Allow Sidekiq workers to be disabled by default by configuration
What does this MR do and why?
Until now, we enabled all workers every minute when a node was connected as a primary or non-geo node; with this MR we now only enable the needed geo workers. This results in the following two effects:
- we can disable the offline cloud license provision worker for SaaS per configuration
- manually disabled workers stay disabled
We also fix issues like Disabling sidekiq scheduled cron job worker get... (#454972)). To achieve these goals, we changed the behavior of the cron manager in the following way:
Jobs that get disabled
Mode \ State | Without activated feature flag | With activated feature flag |
---|---|---|
Primary | secondary geo jobs | secondary geo jobs |
Secondary | all jobs except geo jobs and secondary jobs | all jobs except geo jobs and secondary jobs |
Non-geo | all geo jobs | all geo jobs |
Jobs that get enabled
Mode \ State |
Without activated feature flag | With activated feature flag |
---|---|---|
Primary | all jobs expect secondary jobs |
all general geo jobs and primary jobs (this is a change; we don't enable non-geo workers any longer) |
Secondary | all general geo jobs and secondary jobs | all general geo jobs and secondary jobs |
Non-geo | all jobs except geo jobs |
all jobs mentioned in the cron manager (this is a change; we don't enable non-geo workers any longer) |
We activate all workers during rake set_secondary_as_primary
and then also reinitialize cron workers with the default configuration, so that they we can use any defined status
attribute in the configuration.
Rollout of the introduced feature flag: https://gitlab.com/gitlab-org/gitlab/-/issues/502865
Cleanup of the introduced feature flag: https://gitlab.com/gitlab-org/gitlab/-/issues/502867
MR acceptance checklist
Please evaluate this MR against the MR acceptance checklist. It helps you analyze changes to reduce risks in quality, performance, reliability, security, and maintainability.

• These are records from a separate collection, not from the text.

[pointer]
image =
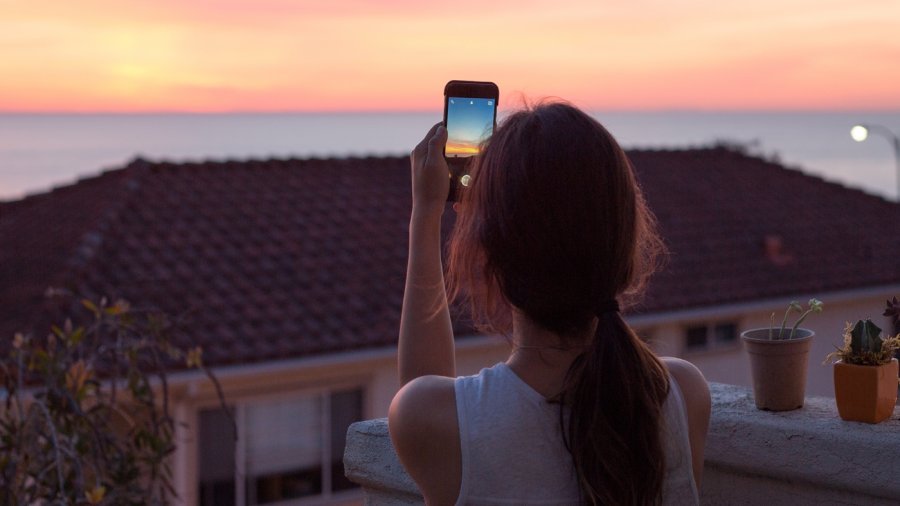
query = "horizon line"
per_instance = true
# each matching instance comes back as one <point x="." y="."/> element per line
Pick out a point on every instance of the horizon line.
<point x="313" y="112"/>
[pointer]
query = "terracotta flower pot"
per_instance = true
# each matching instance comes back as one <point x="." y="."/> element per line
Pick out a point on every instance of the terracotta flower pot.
<point x="778" y="368"/>
<point x="865" y="393"/>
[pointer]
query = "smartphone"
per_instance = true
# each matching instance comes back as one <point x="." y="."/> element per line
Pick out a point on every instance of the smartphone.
<point x="470" y="115"/>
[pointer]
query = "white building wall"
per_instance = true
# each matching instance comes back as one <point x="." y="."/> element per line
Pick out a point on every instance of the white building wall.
<point x="731" y="364"/>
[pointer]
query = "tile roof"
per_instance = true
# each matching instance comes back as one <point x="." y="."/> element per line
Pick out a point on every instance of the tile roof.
<point x="287" y="258"/>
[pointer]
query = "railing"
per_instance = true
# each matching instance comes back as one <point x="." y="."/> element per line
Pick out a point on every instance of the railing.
<point x="806" y="456"/>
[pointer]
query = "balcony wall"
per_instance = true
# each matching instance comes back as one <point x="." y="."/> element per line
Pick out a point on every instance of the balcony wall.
<point x="807" y="456"/>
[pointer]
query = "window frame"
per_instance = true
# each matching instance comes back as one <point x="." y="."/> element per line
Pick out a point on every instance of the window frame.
<point x="712" y="344"/>
<point x="239" y="404"/>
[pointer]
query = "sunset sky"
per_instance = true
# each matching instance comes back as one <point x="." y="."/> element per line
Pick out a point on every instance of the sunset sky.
<point x="379" y="55"/>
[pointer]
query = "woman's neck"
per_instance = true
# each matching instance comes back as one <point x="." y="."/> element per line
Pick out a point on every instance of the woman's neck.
<point x="541" y="358"/>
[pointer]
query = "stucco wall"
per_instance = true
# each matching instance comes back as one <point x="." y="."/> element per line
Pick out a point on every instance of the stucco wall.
<point x="731" y="365"/>
<point x="806" y="456"/>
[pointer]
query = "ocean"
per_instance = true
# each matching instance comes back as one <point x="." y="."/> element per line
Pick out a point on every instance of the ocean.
<point x="41" y="151"/>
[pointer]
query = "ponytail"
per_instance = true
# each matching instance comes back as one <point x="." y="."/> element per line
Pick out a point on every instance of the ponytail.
<point x="611" y="417"/>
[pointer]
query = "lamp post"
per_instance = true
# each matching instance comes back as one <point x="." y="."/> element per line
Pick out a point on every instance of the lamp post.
<point x="861" y="133"/>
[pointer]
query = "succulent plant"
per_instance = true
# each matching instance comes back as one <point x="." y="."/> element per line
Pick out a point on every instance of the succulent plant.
<point x="893" y="311"/>
<point x="865" y="337"/>
<point x="863" y="345"/>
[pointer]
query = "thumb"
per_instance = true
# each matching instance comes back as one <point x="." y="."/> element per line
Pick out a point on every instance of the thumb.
<point x="437" y="142"/>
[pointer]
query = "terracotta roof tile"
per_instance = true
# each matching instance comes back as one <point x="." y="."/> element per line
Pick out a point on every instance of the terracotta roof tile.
<point x="285" y="258"/>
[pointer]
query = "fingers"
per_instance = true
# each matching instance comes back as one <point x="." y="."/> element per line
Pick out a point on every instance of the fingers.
<point x="420" y="152"/>
<point x="436" y="144"/>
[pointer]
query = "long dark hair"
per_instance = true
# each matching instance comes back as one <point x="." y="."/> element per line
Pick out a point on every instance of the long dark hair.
<point x="555" y="225"/>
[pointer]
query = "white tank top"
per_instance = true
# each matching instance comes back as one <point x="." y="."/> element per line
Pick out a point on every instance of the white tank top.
<point x="513" y="453"/>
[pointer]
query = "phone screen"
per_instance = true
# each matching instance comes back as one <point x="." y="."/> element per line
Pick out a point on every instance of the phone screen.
<point x="470" y="121"/>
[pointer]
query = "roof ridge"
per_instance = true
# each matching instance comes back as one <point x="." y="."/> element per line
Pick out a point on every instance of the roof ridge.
<point x="92" y="239"/>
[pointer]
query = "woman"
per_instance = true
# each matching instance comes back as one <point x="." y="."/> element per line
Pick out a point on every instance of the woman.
<point x="550" y="236"/>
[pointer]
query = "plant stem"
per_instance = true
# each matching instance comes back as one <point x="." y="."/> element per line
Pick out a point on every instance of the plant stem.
<point x="62" y="486"/>
<point x="799" y="321"/>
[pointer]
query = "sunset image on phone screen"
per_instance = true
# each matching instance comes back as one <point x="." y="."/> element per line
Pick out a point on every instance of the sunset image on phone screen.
<point x="469" y="122"/>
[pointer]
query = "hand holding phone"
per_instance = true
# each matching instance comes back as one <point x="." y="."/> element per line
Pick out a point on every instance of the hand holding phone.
<point x="470" y="115"/>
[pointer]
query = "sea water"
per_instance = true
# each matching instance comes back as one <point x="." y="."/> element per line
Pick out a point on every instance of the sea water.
<point x="40" y="151"/>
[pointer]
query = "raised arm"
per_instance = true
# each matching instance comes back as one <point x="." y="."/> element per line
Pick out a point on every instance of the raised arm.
<point x="426" y="334"/>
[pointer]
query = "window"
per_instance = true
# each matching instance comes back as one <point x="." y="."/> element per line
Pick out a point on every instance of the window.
<point x="289" y="449"/>
<point x="710" y="335"/>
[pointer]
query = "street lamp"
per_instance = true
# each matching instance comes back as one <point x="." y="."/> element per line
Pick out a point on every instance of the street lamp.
<point x="861" y="133"/>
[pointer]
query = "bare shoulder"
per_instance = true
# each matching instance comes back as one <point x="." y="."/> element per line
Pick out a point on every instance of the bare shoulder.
<point x="690" y="380"/>
<point x="697" y="402"/>
<point x="425" y="432"/>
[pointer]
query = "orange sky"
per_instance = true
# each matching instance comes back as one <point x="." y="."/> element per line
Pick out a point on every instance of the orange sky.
<point x="328" y="55"/>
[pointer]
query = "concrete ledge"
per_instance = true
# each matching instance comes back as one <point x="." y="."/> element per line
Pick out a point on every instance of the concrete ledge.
<point x="807" y="456"/>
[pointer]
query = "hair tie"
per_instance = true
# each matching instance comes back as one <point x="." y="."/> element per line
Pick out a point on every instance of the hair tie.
<point x="607" y="306"/>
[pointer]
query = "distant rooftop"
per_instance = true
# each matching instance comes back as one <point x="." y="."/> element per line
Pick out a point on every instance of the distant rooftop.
<point x="289" y="258"/>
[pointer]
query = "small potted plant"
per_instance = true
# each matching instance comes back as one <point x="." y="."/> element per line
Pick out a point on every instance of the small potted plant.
<point x="865" y="376"/>
<point x="779" y="358"/>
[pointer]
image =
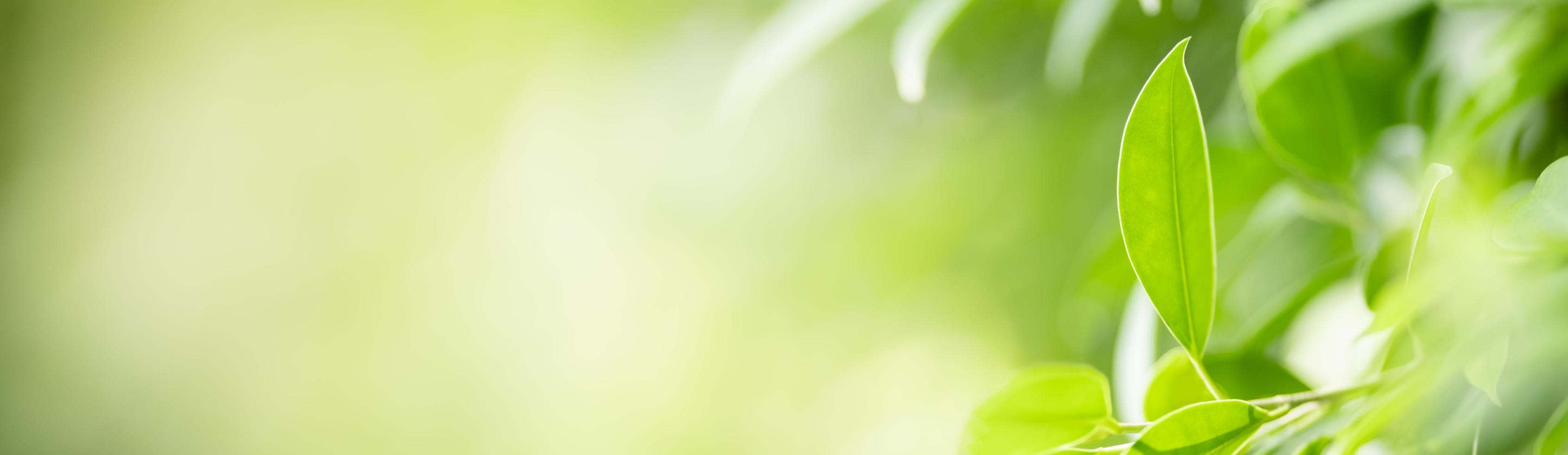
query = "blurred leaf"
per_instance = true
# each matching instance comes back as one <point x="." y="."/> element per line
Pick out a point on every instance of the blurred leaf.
<point x="1316" y="117"/>
<point x="1431" y="181"/>
<point x="1214" y="427"/>
<point x="1175" y="385"/>
<point x="912" y="46"/>
<point x="789" y="38"/>
<point x="1078" y="27"/>
<point x="1163" y="194"/>
<point x="1316" y="32"/>
<point x="1391" y="261"/>
<point x="1134" y="357"/>
<point x="1150" y="7"/>
<point x="1487" y="369"/>
<point x="1042" y="409"/>
<point x="1316" y="448"/>
<point x="1542" y="219"/>
<point x="1250" y="376"/>
<point x="1294" y="299"/>
<point x="1551" y="442"/>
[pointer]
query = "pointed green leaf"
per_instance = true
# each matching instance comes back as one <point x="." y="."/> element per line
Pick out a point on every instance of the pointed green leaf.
<point x="1214" y="427"/>
<point x="1551" y="442"/>
<point x="912" y="46"/>
<point x="1164" y="202"/>
<point x="1042" y="409"/>
<point x="1485" y="371"/>
<point x="1175" y="385"/>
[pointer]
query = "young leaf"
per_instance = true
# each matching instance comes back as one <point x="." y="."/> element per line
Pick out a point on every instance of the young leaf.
<point x="1134" y="357"/>
<point x="1214" y="427"/>
<point x="1551" y="442"/>
<point x="1042" y="409"/>
<point x="912" y="46"/>
<point x="1175" y="385"/>
<point x="1485" y="371"/>
<point x="1164" y="202"/>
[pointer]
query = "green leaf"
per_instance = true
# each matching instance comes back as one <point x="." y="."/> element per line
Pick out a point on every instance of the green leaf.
<point x="1485" y="371"/>
<point x="1324" y="112"/>
<point x="1080" y="26"/>
<point x="1042" y="409"/>
<point x="1542" y="219"/>
<point x="1214" y="427"/>
<point x="912" y="46"/>
<point x="1319" y="30"/>
<point x="1250" y="376"/>
<point x="1164" y="202"/>
<point x="1175" y="385"/>
<point x="1551" y="442"/>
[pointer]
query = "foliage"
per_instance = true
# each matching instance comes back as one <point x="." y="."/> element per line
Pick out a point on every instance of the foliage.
<point x="1415" y="128"/>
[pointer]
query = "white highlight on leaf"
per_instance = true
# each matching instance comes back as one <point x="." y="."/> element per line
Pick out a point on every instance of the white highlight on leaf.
<point x="1134" y="355"/>
<point x="1150" y="7"/>
<point x="1325" y="346"/>
<point x="1321" y="29"/>
<point x="912" y="46"/>
<point x="784" y="41"/>
<point x="1080" y="26"/>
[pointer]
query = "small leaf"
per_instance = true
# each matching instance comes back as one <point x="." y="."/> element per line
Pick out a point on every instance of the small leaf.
<point x="912" y="46"/>
<point x="1164" y="202"/>
<point x="1214" y="427"/>
<point x="1551" y="442"/>
<point x="1485" y="371"/>
<point x="1042" y="409"/>
<point x="1175" y="385"/>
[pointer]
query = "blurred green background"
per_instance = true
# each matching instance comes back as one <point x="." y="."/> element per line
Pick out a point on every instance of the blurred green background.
<point x="435" y="227"/>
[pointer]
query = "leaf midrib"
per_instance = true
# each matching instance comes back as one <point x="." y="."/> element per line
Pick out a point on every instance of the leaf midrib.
<point x="1181" y="247"/>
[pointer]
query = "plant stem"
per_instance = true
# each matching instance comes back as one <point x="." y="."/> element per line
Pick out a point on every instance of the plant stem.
<point x="1112" y="449"/>
<point x="1208" y="382"/>
<point x="1311" y="396"/>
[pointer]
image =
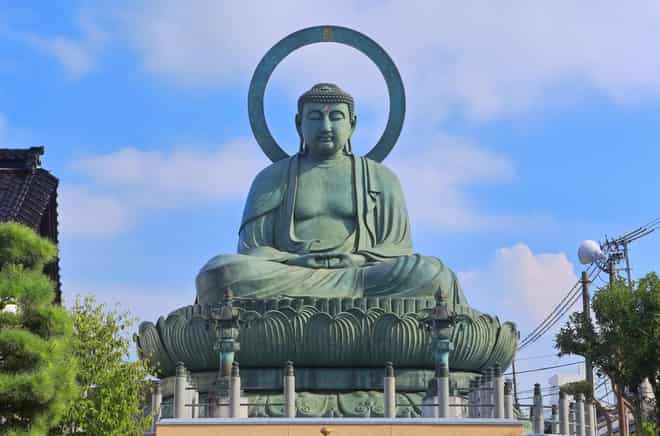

Screenshots or screen recordings
How to set up and validate locally
Promotion from secondary to primary geo node
Feature flag: stop_bulk_sidekiq_job_activation
Fast testing
- Disable a Sidekiq worker under http://localhost:3000/admin/background_jobs
- Execute
Gitlab::SidekiqConfig::CronJobInitializer.execute
with feature flag disabled and check that the disabled Sidekiq worker got enabled - Execute
Gitlab::SidekiqConfig::CronJobInitializer.execute
with feature flag enabled and check that the disabled Sidekiq worker stayed disabled
Extended testing
The following validation instructions cover everything to test added logic to the promotion Rake task. You can also follow the process here to promote a secondary node to a primary node.
- Create an offline license at Zuora and download the license file.
- Create an environment variable for the license with
export GITLAB_LICENSE_KEY=$(cat /path/to/your/premium.gitlab-license)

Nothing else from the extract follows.